One big advantage is that if this method works, your improvement will be more permanent. Experts also conclude that you can apply a few things you learn from biofeedback therapy to your daily life. After a complete mastery of the technique, there is no need to get yourself hooked up to those machines and monitors. Instead, when you start to feel signs of emotional problems, you can (at least, in theory) call upon everything you’ve gained through those biofeedback therapy. In one research, patients could still effectively use techniques they’d learned six months previously. They hadn’t forgotten or lost faith on the techniques, although no one guided them.
There have been some claims that by taking biofeedback therapy, people with cancer can stop or at least slow the development of cancer. These promises are lies. It is cruel to offer false hopes to patients who already face a great deal of emotional and mental hardships.
Even so, biofeedback therapy may become an excellent complimentary therapy for people with cancer, as they are undergoing chemotherapy, surgery or radiation therapy. Biofeedback can’t stop cancer. It isn’t a cure cancer, either, even so cancer patients may experience significant improvement on their stress level, pain, and muscle tension. This will help them to endure the difficult and often frustrating cancer treatment and improve their chance to have a full recovery.

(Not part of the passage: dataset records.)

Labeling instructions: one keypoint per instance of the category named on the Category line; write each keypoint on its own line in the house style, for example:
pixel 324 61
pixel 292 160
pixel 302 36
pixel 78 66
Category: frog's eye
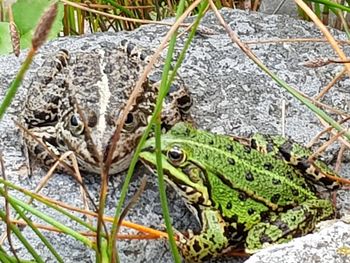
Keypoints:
pixel 76 124
pixel 176 155
pixel 130 122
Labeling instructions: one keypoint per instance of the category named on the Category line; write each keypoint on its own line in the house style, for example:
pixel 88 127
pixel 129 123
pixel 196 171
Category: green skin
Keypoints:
pixel 246 193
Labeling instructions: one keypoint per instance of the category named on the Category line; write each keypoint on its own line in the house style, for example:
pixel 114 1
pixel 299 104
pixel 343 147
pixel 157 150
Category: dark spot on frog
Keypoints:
pixel 247 149
pixel 265 239
pixel 129 47
pixel 286 149
pixel 264 215
pixel 230 230
pixel 249 177
pixel 212 239
pixel 275 198
pixel 295 192
pixel 251 211
pixel 242 196
pixel 231 161
pixel 289 176
pixel 268 166
pixel 303 164
pixel 92 119
pixel 184 103
pixel 276 181
pixel 110 120
pixel 283 226
pixel 270 147
pixel 196 246
pixel 253 144
pixel 229 147
pixel 50 140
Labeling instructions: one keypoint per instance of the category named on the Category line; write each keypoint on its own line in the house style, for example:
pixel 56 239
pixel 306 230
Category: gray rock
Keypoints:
pixel 331 244
pixel 231 95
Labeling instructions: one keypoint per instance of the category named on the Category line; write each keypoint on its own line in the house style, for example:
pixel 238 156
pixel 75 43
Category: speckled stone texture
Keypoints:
pixel 231 95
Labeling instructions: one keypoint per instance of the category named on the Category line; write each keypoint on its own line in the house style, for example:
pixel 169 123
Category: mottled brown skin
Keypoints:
pixel 75 100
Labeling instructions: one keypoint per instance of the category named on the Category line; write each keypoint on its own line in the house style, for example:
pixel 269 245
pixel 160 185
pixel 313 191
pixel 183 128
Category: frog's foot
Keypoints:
pixel 202 247
pixel 297 155
pixel 295 222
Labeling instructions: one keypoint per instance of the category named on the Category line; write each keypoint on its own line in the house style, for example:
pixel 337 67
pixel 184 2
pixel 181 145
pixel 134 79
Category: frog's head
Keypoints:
pixel 88 131
pixel 89 134
pixel 182 169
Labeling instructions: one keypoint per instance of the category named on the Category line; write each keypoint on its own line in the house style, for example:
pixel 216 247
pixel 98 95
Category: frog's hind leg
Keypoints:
pixel 295 222
pixel 297 155
pixel 210 243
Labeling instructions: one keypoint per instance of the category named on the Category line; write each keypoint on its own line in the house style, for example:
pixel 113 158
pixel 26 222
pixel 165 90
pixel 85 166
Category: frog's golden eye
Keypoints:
pixel 76 125
pixel 176 155
pixel 130 122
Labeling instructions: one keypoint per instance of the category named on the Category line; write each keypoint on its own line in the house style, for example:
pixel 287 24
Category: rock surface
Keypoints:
pixel 231 95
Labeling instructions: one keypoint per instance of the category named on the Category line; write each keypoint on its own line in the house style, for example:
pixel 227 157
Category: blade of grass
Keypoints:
pixel 21 238
pixel 332 4
pixel 51 221
pixel 37 232
pixel 142 141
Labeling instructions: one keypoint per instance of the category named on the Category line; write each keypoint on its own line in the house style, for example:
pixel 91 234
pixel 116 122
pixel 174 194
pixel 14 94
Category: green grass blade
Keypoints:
pixel 37 232
pixel 67 230
pixel 21 238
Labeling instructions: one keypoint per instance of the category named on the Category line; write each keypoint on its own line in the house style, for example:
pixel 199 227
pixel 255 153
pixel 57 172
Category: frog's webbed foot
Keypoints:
pixel 297 155
pixel 295 222
pixel 209 243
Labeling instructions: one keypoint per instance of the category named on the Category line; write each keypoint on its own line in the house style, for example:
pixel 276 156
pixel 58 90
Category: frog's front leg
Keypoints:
pixel 45 141
pixel 209 243
pixel 284 226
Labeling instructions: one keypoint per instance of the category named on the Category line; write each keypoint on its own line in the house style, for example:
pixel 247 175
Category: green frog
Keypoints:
pixel 246 193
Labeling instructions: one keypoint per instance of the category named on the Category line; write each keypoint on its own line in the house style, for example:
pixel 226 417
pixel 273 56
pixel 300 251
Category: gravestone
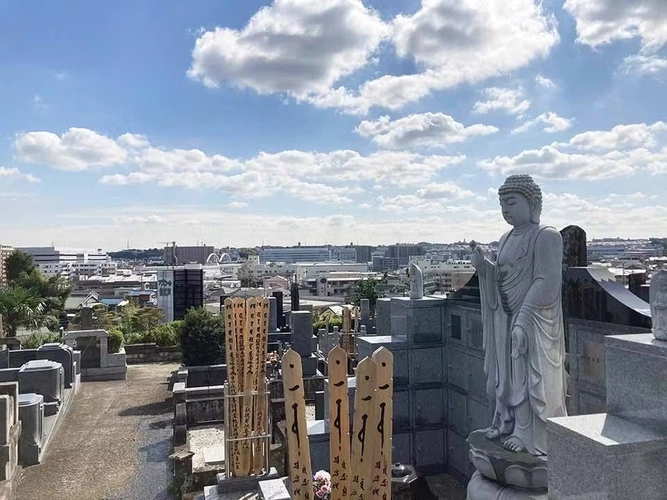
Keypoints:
pixel 574 255
pixel 302 334
pixel 294 297
pixel 86 318
pixel 273 314
pixel 620 454
pixel 279 308
pixel 365 309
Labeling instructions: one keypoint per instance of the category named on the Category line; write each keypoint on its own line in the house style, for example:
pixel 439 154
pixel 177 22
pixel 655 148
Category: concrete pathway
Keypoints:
pixel 113 445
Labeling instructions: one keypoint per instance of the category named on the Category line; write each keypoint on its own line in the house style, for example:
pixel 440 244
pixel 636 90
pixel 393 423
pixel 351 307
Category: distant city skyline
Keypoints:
pixel 334 121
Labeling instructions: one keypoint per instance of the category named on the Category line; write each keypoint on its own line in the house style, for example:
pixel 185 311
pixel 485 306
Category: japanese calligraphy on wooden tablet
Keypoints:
pixel 339 425
pixel 297 434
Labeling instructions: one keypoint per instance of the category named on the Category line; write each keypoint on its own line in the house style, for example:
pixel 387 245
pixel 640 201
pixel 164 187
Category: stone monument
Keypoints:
pixel 416 282
pixel 524 347
pixel 658 300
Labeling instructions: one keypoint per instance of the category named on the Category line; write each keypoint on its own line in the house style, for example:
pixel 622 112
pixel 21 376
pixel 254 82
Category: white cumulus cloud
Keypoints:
pixel 420 130
pixel 593 155
pixel 500 99
pixel 552 123
pixel 7 173
pixel 76 149
pixel 305 49
pixel 297 47
pixel 604 21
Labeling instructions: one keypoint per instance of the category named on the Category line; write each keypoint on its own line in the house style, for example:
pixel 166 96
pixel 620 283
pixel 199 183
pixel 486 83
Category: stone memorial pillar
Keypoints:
pixel 302 334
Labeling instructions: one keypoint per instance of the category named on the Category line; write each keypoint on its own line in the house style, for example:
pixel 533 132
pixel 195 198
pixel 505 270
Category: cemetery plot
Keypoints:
pixel 360 460
pixel 246 323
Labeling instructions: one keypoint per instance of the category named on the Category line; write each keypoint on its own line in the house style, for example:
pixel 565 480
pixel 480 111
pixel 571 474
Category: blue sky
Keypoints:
pixel 242 122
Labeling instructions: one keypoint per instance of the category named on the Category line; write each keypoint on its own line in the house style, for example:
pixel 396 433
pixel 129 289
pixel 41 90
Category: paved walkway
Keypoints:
pixel 113 445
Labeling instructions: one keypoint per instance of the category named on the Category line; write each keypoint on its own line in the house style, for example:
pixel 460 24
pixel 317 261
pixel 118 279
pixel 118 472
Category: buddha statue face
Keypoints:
pixel 516 209
pixel 520 200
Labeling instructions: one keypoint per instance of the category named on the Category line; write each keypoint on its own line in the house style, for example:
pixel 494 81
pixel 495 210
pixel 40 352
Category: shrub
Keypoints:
pixel 115 341
pixel 202 338
pixel 34 340
pixel 168 334
pixel 333 321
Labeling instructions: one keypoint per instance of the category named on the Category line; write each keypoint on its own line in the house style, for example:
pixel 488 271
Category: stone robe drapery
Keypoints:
pixel 526 293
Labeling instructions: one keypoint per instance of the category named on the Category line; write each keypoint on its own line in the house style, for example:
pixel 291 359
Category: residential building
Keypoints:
pixel 179 289
pixel 68 263
pixel 445 275
pixel 290 255
pixel 5 251
pixel 335 284
pixel 177 255
pixel 364 253
pixel 260 271
pixel 402 252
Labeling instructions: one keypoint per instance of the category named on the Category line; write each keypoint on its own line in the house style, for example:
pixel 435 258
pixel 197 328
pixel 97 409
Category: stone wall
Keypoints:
pixel 587 367
pixel 151 353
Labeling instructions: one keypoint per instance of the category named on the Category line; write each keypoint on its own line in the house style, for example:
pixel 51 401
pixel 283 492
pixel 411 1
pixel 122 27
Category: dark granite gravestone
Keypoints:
pixel 302 334
pixel 86 318
pixel 574 255
pixel 273 314
pixel 294 297
pixel 635 282
pixel 279 308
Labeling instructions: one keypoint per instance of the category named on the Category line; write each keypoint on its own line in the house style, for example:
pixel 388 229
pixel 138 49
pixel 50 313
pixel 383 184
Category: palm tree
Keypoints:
pixel 19 307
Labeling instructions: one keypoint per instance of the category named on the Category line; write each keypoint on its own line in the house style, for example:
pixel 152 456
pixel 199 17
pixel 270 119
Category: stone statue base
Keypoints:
pixel 506 468
pixel 481 488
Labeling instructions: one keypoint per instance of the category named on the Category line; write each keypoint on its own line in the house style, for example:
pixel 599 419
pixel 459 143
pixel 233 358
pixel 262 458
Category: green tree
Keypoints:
pixel 19 307
pixel 249 282
pixel 146 319
pixel 202 338
pixel 18 264
pixel 365 289
pixel 125 318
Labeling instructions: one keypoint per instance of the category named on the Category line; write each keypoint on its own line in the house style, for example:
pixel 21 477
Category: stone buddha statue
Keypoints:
pixel 522 320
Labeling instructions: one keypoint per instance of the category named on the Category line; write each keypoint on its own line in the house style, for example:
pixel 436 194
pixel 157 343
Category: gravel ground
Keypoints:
pixel 114 443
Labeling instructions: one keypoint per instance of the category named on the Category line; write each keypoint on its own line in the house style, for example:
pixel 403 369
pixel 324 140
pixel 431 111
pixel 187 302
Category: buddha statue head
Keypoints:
pixel 520 200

Generally, therapists and psychologists are likely people who know how to perform biofeedback training to the stressed-out people who need it. These professionals have the tools, and the knowledge to know employ the technique effectively and to help you to gain this new ability. You may ask your psychiatrist and other experts you know to recommend biofeedback therapists. If there is a major hospital or university nearby, you can call its PR department to know whether they offer biofeedback therapy.